The function you need is Sequence. Check it out in Help. Sequence @@ x0 replaces the
list of starting approximations by a sequence of arguments.

f[x0]
f[{{z[1], 1.5}, {z[2], 2.5}}]

f[Sequence @@ x0]
f[{z[1], 1.5}, {z[2], 2.5}]

Since FindRoot has the attributes HoldAll, we have to Evaluate it in the statement.

FindRoot[eq, Evaluate[Sequence @@ x0]]
Out[4]=
{z[1] -> 1.41421, z[2] -> 2.}

David Park

>
>I am fairly new to Mathematica. I have to solve numerically a large set
>of nonlinear equations. My question is: How can I set the starting
>values without having to explicitly name every variable? Here is an
>example of what I mean: Suppose I try to solve numerically the following
>two equations:
>eq = Table[z[i]\^2 == 2  i, {i, 2}]
>
>It would be nice if starting values could be set as a List. Example:
>
>x0 = Table[{z[i], i +  .5}, {i, 2}]
>
>and to solve the equations with the following statement:
>
>FindRoot[eq,x0]
>
>Unfortunetly, it does not work.
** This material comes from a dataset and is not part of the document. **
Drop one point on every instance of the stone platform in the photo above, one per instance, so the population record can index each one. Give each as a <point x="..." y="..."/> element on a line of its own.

Mathematica does not seem to accept
>starting values as lists. The problem appears to be the outer {}. In
>place of x0 above, Mathematica looks for something like
>{z[1],1.5},{z[2],2.5}, while x0={ {z[1],1.5},{z[2],2.5} }. There is an
>extra set of {}.
>
>I have found a solution by using a chain of  FullForm[], ToString[],
>StringDrop[] and ToExpression[]. Here is my solution:
>
>ToExpression[ToString[FindRoot] <> "[" <> ToString[FullForm[eq]] <> ","
><>
>    StringDrop[StringDrop[ToString[x0], 1], -1] <> "]"]
>
>Althought this works OK, it is nevertheless a very roundabout way of
>doing a simple thing. Anyone knows a more elegant way of doing this?
>
>
>
>
>Benoit Carmichael
>Professeur
>Departement d'economique
>Pavillon J.-A. de Seve
>Cite Universitaire
>Ste-Foy (Quebec)